No pierdas tu mundo de vista

La Degeneración Macular Asociada a la Edad (DMAE) y la miopía patológica son dos de las enfermedades oculares más graves que afectan a la mácula, la parte del ojo responsable de la visión central.

Enfermedades y patologías relacionadas: Degeneración Macular Asociada a la Edad, Miopía

Según datos de la Sociedad Española de Oftalmología, la DMAE afecta a unas 300.000 personas en España, mientras que la miopía patológica afecta a entre 60.000 y 70.000 personas. Pero se espera que el progresivo envejecimiento de la población triplique estas cifras en el próximo cuarto de siglo.

Por esta razón, la Sociedad Española de Retina y Vítreo junto a la Sociedad Española de Oftalmología ha puesto en marcha la campaña No pierdas tu mundo de vista con el objetivo de sensibilizar a la población sobre la gravedad de estas patologías y de la necesidad de acudir al oftalmólogo de manera periódica -los especialistas recomiendan acudir al menos una vez al año o ante cualquier síntoma-.

Tanto la DMAE como la miopía patológica pueden conducir a la pérdida severa de visión de forma irreversible, por lo que el diagnóstico precoz es básico para detectarlas y poner en marcha un tratamiento que, aunque no puede curar aún la enfermedad, puede frenar su evolución y en algunos casos mejorar la visión.

La campaña de prevención, además de anuncios en medios de comunicación, incluye un centro de atención móvil que recorrerá ocho ciudades españolas ofreciendo información sobre estas patologías y consultas gratuitas efectuando diversas pruebas oculares. Esta campaña está principalmente dirigida a personas mayores de 50 años para poder detectar DMAE y a personas de entre 30 y 50 en el caso de la miopía patológica.

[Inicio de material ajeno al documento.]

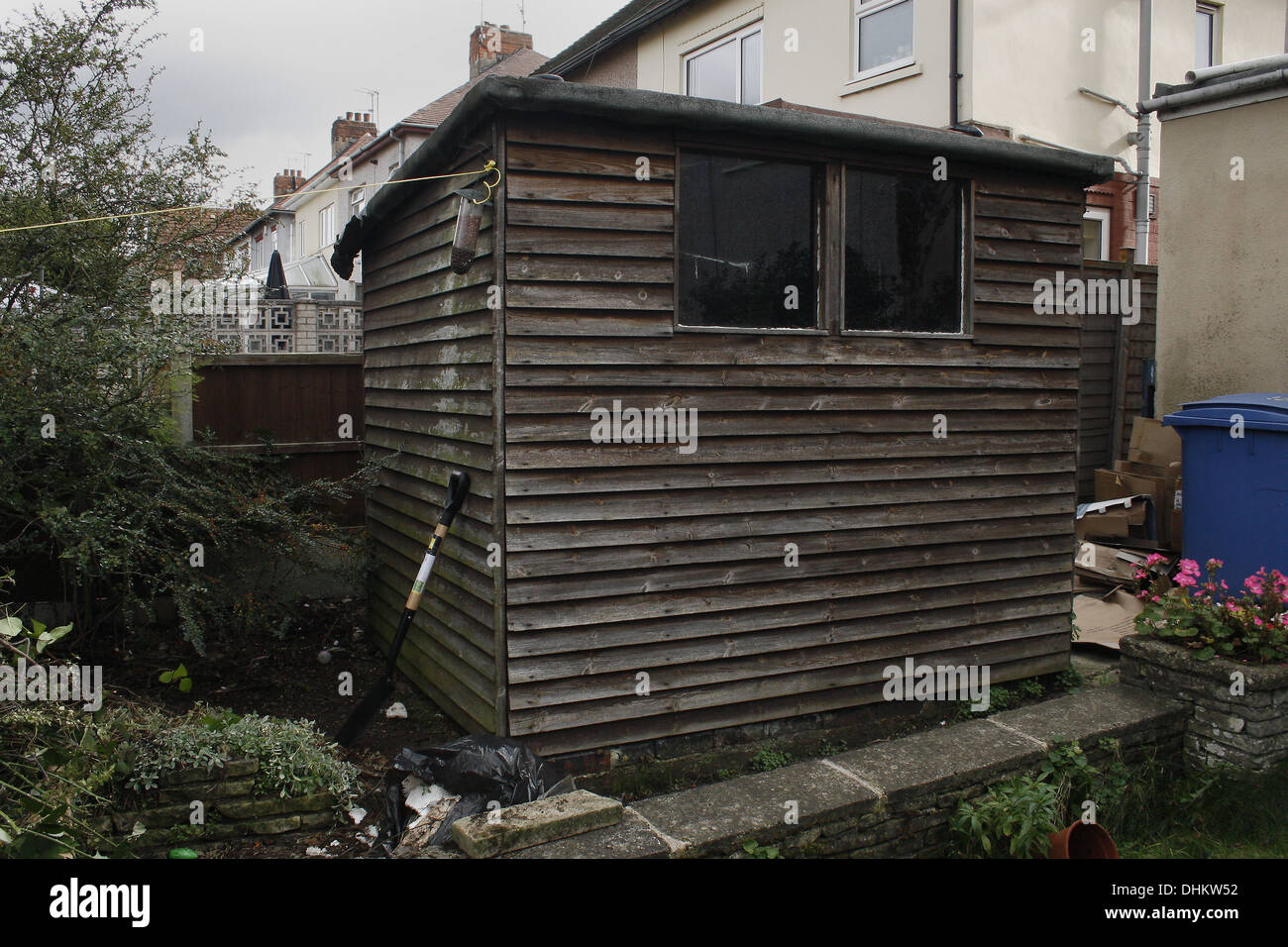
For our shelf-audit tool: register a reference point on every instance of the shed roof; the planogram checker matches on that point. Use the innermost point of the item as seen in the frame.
(652, 108)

Características de las enfermedades de la mácula

LA DMAE afecta a unos 27 millones de personas en el mundo, mientras que en los países industrializados se calcula que una de cada cuatro personas mayores de 60 años padece esta enfermedad. La DMAE puede causar ceguera en un tiempo relativamente breve (de dos meses a tres años). Su origen no es único sino que su aparición responde a varios factores: antecedentes familiares, exposición prolongada al sol sin protección, tener la piel y los ojos claros, seguir una dieta baja en vitaminas minerales y antioxidantes y, por último, también es factor de riesgo el padecer hipertensión, cataratas o hipermetropía.

En cuanto a la miopía patológica, se calcula que a nivel mundial se diagnostican 50.000 nuevos casos cada año. Puede aparecer en personas con más de seis dioptrías o que tienen una longitud axial del globo ocular de más de 26 milímetros.

Detención y tratamiento

Las pruebas para detectarlas de forma precoz son sencillas. Una de ellas es la Rejilla de Amsler, que consiste en una cuadrícula que el paciente debe sostener por debajo del nivel de los ojos a una distancia en la que se puede realizar una lectura con total comodidad (aproximadamente unos 30 centímetros). El paciente se tapa un ojo y centra la vista en el punto situado en el centro de la rejilla repitiendo con el otro ojo. Si en el transcurso de la misma se ven líneas borrosas u onduladas, o no se reconocen determinadas partes de la rejilla es necesario una visita inmediata al oftalmólogo. Si se utilizan gafas para leer, éstas se deben llevar durante la prueba. La otra prueba utilizada es el tradicional test de agudeza visual consistente en un panel iluminado con letras de mayor a menor tamaño.

Por lo que hace a los tratamientos, para la forma seca de la DMAE la única terapia disponible es la administración de complejos vitamínicos y minerales (antioxidantes) junto a recomendaciones higiénicas y sanitarias.

En cuanto a la forma húmeda, destaca el tratamiento con terapia fotodinámica, una intervención en dos fases que puede realizarse en la misma consulta de un oftalmólogo especializado. En ella en primer lugar se inyecta un fármaco por vía intravenosa y a continuación se aplica la luz de un láser no térmico en el ojo del paciente que activa el fármaco actuando de forma selectiva.

Otra técnica es la fotocoagulación con láser, todavía empleada, que puede llegar a quemar las estructuras sanas de la retina junto con los neovasos. Sus contraindicaciones hacen que sea aplicable sólo en un 10-20 por ciento de los casos. Hay otros tratamientos en fase de estudio, pero las revisiones oculares periódicas son de momento la única forma de garantizar un buen pronóstico gracias al diagnóstico precoz.